Financial wellbeing can be described as when a person is able to not only meet their regular expenses, but when they also have money left over after everything has been paid for. This results in them feeling financially secure now as well as in the future.
According to the most current Australian Securities and Investments Commission (ASIC) Australian Financial Attitudes and Behaviour Tracker that monitors financial behavior in adults, most Australians practice excellent financial wellbeing. However, there are still a few ways in which improvements can be made – which will be discussed below.
Examples of Healthy Financial Habits
Approximately 90% of the ASIC survey respondents noted that they kept careful records of their finances in some way or other, while around 80% reported that they had an actual budget. 23% of respondents mentioned that they stuck to their budget.
Keeping an accurate record of your income and expenditure is the most crucial aspect pertaining to financial literacy. The easiest ways to do this include:
- Setting a budget for your weekly or monthly expenses (depending on how you are paid)

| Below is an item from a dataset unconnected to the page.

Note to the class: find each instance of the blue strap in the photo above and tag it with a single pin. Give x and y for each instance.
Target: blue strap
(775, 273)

- Regularly checking the line items on your savings account, debit account and credit card to ensure no incorrect charges have been included
- Saving something from each pay you receive – even if it is $10 or $20
Learn as Much as Possible
Learning a few key concepts and keeping up with the latest financial news and information could help you to better understand more about the aspects that you may need to discuss with a financial advisor. There is generally a very low understanding regarding key investment concepts when it comes to selecting financial products. Less than 30% of the ASIC survey respondents said that they understood the risk-return tradeoff and only around 40% mentioned that they understood the principle of diversification when it comes to investing.
Perform your Own Research
Although it’s easy to become overwhelmed at the amount of financial information that is available these days, it is essential that you commit some time to research. If you aren’t able to do this, it is strongly recommended that you contact your financial advisor every three to six months, as this will enable you to find out what is happening with your money and if there are any alternative options available to help it grow quicker.
Think about the Future
Having a long-term financial plan in place will help you determine what is happening with your money overall. However, only around 25% of the survey respondents mentioned that they had a long-term financial plan in place, with just over 60% of them overseeing their progress during the past 6 months. Putting a long-term financial plan in place will enable you to take realistic steps to achieve it over the long term – even if your current plan is to pay off all of your consumer debt, the sheer satisfaction of achieving this will make it well worth the time and effort.
Speak to your Advisor
Talking with your advisor could help you to achieve a far higher level of financial literacy, which will ultimately provide you with a solid financial plan that will enable you to plan for your future. If you don’t have a financial advisor yet, now is the time to find one.